ALBANY, N.Y. (AP) — Landowners hoping to sign leases with natural gas drillers say New York’s proposed regulations put some land off-limits to drilling for no logical reason, under the guise of protecting water supplies.
The Joint Landowners Coalition of New York said in comments submitted to state regulators a day before Wednesday’s deadline that the proposed 4,000-foot buffer around New York City’s watershed extends to land on the other side of ridgelines where the water flows away from the city’s watershed.
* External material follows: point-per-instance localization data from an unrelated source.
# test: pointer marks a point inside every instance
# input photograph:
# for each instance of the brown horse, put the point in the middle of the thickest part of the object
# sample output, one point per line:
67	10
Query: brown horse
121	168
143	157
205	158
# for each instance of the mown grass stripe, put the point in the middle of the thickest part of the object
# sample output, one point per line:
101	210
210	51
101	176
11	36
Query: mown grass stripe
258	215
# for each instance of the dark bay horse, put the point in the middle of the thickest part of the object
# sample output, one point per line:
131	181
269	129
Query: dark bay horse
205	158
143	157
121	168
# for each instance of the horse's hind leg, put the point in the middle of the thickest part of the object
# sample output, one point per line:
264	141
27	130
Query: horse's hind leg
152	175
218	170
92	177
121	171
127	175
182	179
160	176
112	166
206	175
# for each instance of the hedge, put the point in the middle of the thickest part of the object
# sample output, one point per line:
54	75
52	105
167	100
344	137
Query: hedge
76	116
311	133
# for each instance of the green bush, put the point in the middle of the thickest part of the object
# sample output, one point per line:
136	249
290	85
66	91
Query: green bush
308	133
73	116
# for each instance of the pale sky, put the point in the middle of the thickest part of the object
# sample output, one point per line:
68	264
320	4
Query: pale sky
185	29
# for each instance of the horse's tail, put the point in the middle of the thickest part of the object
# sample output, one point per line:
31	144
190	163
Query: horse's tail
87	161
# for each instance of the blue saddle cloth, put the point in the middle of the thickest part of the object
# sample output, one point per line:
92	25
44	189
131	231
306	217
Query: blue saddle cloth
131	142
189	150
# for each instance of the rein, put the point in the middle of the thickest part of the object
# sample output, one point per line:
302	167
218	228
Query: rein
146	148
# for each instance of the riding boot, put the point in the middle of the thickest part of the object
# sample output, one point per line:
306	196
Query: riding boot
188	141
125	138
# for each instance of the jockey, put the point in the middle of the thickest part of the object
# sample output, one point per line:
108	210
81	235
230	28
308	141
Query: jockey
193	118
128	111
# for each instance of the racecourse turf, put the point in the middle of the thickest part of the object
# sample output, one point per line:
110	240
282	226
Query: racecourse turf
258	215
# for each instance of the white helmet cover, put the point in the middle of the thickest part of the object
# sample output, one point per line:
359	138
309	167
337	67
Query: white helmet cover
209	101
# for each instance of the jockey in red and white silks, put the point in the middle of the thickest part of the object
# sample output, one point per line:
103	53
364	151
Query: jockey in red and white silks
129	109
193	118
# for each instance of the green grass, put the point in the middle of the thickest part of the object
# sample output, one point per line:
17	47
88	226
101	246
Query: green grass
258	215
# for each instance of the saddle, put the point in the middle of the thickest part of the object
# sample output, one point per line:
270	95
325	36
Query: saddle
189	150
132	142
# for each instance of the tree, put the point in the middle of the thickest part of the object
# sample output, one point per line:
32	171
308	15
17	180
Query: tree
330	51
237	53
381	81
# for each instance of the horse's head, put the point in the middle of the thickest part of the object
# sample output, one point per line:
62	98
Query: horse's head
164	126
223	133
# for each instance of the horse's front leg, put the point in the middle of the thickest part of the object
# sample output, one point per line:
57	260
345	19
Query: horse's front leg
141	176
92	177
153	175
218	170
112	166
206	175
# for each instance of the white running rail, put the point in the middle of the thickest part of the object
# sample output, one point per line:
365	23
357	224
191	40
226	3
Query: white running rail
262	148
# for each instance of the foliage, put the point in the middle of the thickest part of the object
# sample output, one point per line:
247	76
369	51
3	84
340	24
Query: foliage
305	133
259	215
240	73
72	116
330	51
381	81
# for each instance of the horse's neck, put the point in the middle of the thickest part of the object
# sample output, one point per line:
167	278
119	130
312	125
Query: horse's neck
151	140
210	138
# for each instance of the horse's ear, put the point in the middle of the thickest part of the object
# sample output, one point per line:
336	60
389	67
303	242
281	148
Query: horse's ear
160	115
The group also said the regulations are weaker than their leases in some respects. While the Department of Environmental Conservation would allow open pits for storage of some fluids used in the drilling process, the coalition’s leases would ban open pits and require steel tanks instead.
“We formed organizations to do the research, hire the experts, and find the most environmentally safe way it can be done,” coalition president Dan Fitzsimmons said Wednesday. “We want to protect our land. Gas companies don’t always have the best record.”
Meanwhile, a group of state Senate Democrats joined anti-fracking organizations in Manhattan on Wednesday to again call on Gov. Andrew Cuomo to withdraw the proposed guidelines and regulations. They urged legislators to pass a bill banning fracking, which stimulates gas production by injecting wells with chemical-laced water at high pressure. They claim it threatens water supplies.